Reporter: Vina Elvira | Editor: Khomarul Hidayat
KONTAN.CO.ID - JAKARTA. Gabungan Pengusaha Kelapa Sawit Indonesia (Gapki) mengingatkan pentingnya program peremajaan sawit atau replanting sawit setelah usia tanaman mencapai 25 tahun. Tujuannya untuk menjaga produktivitas tanaman supaya produksi sawit tidak mengalami penurunan.
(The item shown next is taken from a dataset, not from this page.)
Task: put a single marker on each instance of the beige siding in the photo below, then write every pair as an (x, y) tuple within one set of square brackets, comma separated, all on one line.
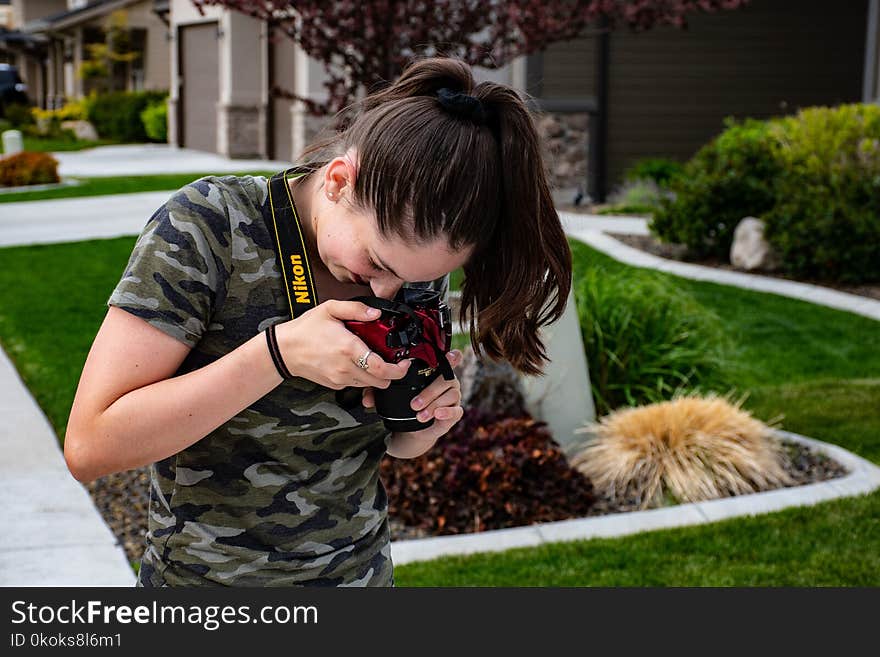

Ketua Umum Gapki Eddy Martono mengatakan, replanting sawit dilakukan setelah tanaman mencapai usia 25 tahun. Namun, replanting ini memang tidak bisa dilakukan secara bersamaan, melainkan realisasinya secara bertahap dari total luas tanaman yang sudah jatuh tempo.
“Kalau sudah jatuh tempo replanting tetapi tidak dilakukan, maka produktivitas turun karena usia tanaman dan otomatis produksi turun,” kata Eddy kepada Kontan.co.id, Senin (20/5).
Dia menyebutkan, biasanya masing-masing perusahaan sudah memiliki kebijakan masing-masing terkait program replanting sawit ini. Apakah itu per tahun 5% atau 10% bahkan 20% program peremajaan sawit yang dilakukan dari total luas tanaman yang memang sudah jatuh tempo.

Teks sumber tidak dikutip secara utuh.